Der Verein ist dem Gedanken verbunden, mit dem Lebensende konfrontierte Menschen in ihrer Auseinandersetzung mit Krankheit, Alter und Sterben zu unterstützen und bei ihren je individuellen Bedürfnissen und Besonderheiten entlastend zur Seite zu stehen. Aber auch in der Öffentlichkeit dem Tabu entgegenzuwirken, Barrieren abzubauen und ein kompetenter Partner anderer Versorgungseinheiten zu sein sind Aufgaben des Vereins. Weil der letzte Lebensabschnitt im Falle von schwerer Krankheit nur dann zu Hause erlebbar ist, wenn alle wichtigen Versorgungspartner wie Ärzte, Pflegedienste, Seelsorger u.v.m. ihren Beitrag leisten, ist Hospizarbeit im Wesentlichen auch Netzwerkarbeit. Ein multidisziplinäres Netz zu schaffen, das Patienten und Angehörige in ihrer Not trägt, ist Ziel in der Koordination. Dazu ist es wichtig, dass der Verein als juristisch eigenständige und unabhängige Einheit organisiert ist.

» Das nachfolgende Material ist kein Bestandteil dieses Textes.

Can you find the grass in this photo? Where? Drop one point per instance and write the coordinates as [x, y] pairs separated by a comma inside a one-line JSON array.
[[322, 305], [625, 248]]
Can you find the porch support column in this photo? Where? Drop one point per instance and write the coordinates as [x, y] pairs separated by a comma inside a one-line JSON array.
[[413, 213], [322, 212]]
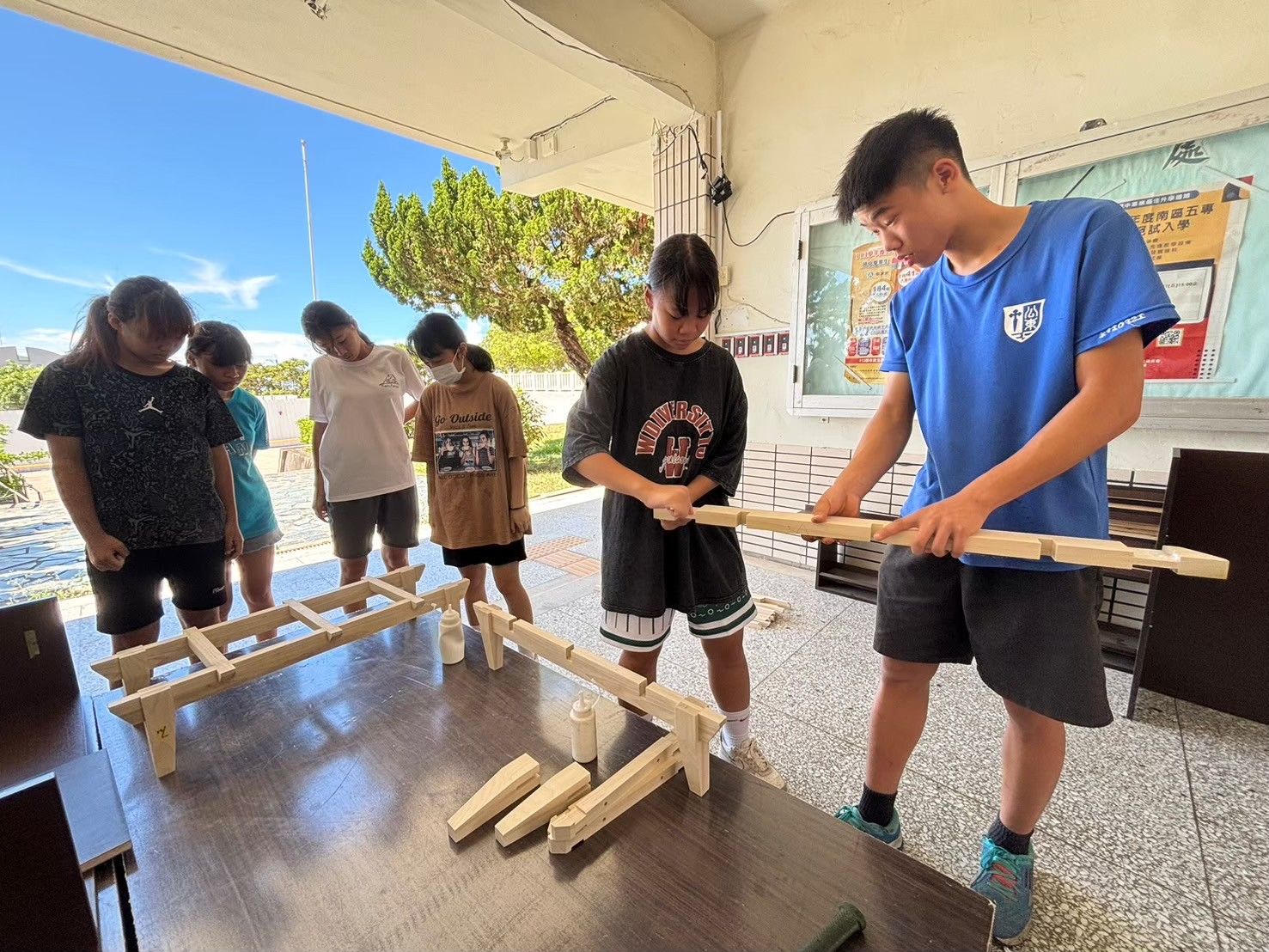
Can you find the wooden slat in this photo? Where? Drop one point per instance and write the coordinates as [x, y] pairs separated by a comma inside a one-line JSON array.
[[225, 632], [497, 795]]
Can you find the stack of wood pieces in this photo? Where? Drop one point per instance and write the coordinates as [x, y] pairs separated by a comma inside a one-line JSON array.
[[768, 609]]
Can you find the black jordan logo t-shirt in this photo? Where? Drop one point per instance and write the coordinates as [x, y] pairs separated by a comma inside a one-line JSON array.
[[148, 447]]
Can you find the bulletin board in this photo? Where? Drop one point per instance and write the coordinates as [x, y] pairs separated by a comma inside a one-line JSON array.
[[1196, 181]]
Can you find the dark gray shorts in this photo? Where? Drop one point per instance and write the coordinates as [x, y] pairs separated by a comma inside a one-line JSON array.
[[354, 521], [1034, 633]]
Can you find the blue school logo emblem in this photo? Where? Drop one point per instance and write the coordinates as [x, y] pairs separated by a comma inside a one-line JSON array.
[[1022, 321]]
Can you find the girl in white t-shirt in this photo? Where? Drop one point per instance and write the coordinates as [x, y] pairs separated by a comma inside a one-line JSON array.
[[364, 478]]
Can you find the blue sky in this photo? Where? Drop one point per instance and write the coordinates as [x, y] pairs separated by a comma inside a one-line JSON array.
[[114, 162]]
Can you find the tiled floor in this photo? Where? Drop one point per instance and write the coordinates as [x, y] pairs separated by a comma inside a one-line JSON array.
[[1157, 837]]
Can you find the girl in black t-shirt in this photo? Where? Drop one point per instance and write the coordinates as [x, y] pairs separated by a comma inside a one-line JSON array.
[[140, 462]]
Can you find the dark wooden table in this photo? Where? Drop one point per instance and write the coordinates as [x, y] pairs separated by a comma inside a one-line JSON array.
[[308, 811]]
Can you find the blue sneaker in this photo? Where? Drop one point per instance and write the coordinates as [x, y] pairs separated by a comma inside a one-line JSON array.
[[1006, 880], [890, 834]]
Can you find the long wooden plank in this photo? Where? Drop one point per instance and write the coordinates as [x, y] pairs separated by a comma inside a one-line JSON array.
[[225, 632], [1106, 553], [202, 649], [499, 792], [551, 798]]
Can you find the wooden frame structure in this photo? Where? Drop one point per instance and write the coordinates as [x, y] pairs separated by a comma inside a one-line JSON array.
[[1104, 553], [693, 725], [155, 705]]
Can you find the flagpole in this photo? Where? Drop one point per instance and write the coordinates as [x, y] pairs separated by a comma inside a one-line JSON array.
[[308, 211]]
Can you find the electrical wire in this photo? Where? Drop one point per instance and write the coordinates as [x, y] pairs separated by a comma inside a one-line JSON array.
[[731, 238], [601, 58], [577, 114]]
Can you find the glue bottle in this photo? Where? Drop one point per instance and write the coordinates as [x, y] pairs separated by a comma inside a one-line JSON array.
[[583, 718], [451, 638]]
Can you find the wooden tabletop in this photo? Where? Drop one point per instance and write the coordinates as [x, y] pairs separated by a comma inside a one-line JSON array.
[[308, 811]]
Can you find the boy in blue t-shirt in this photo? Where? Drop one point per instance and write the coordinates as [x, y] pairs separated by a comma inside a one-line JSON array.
[[1019, 348]]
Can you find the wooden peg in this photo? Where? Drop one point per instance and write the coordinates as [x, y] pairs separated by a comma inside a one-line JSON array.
[[394, 593], [159, 714], [552, 797], [135, 668], [499, 792], [540, 641], [696, 752], [303, 614], [208, 654], [491, 640], [616, 795]]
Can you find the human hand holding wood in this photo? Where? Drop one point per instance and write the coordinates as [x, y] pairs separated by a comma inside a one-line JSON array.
[[106, 552], [943, 528], [522, 521]]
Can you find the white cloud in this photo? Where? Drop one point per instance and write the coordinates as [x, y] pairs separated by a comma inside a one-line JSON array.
[[206, 278], [103, 284], [271, 345]]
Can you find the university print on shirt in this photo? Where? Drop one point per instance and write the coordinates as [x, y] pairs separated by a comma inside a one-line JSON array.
[[678, 449]]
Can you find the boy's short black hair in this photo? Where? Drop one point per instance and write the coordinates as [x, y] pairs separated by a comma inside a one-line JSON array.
[[900, 149]]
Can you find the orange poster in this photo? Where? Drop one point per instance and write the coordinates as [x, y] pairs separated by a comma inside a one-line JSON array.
[[875, 281]]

Als Mitglied im Bayerischen Hospiz- und Palliativverband e.V. sehen wir uns den Grundsätzen auf Landes- und Bundesebene in Bezug auf Qualifizierung in Ehrenamt und Hauptamt, Netzwerkarbeit und Öffentlichkeitsarbeit, aber auch dem multidisziplinären Ansatz verpflichtet und fördern den Verbleib des Patienten in der vertrauten Umgebung, wo dies für Betroffene Priorität hat. Wir erfüllen die Rahmenbedingungen nach §39a SGB V und arbeiten nach den Voraussetzungen des Gesetzgebers wie auch der Krankenkassen.

Hospizarbeit hat mit der Gründung des St. Christophers’s Hospice in London durch Cicely Saunders 1967 begonnen. Etwas später hat sie in Deutschland eine hohe Aufmerksamkeit erfahren, weil engagierte Bürgerinnen und Bürger damit angefangen haben, die Nöte Sterbender zu thematisieren und an deren Situation etwas zu verändern. Weil Begleitung im Sterben kein alleiniger Auftrag von Institutionen ist, sondern zutiefst ein Teil gesellschaftlichen Lebens, soll diese ein Engagement der Bürger, auch in Germering, bleiben. Das bürgerschaftliche Engagement bildet sich deshalb ab in der ehrenamtlichen Tätigkeit der Sterbebegleiter/innen, der ehrenamtlichen Mitwirkung bei anderen Aufgaben wie z. B. als Vorstandsmitglied, aber auch in der Finanzierung der Hospizarbeit durch Spender und Fördermitglieder.

Das Wissen um die eigene Geschichte ist ein solider Grundstein, um die Gegenwart meistern und eine bessere Zukunft aufbauen zu können.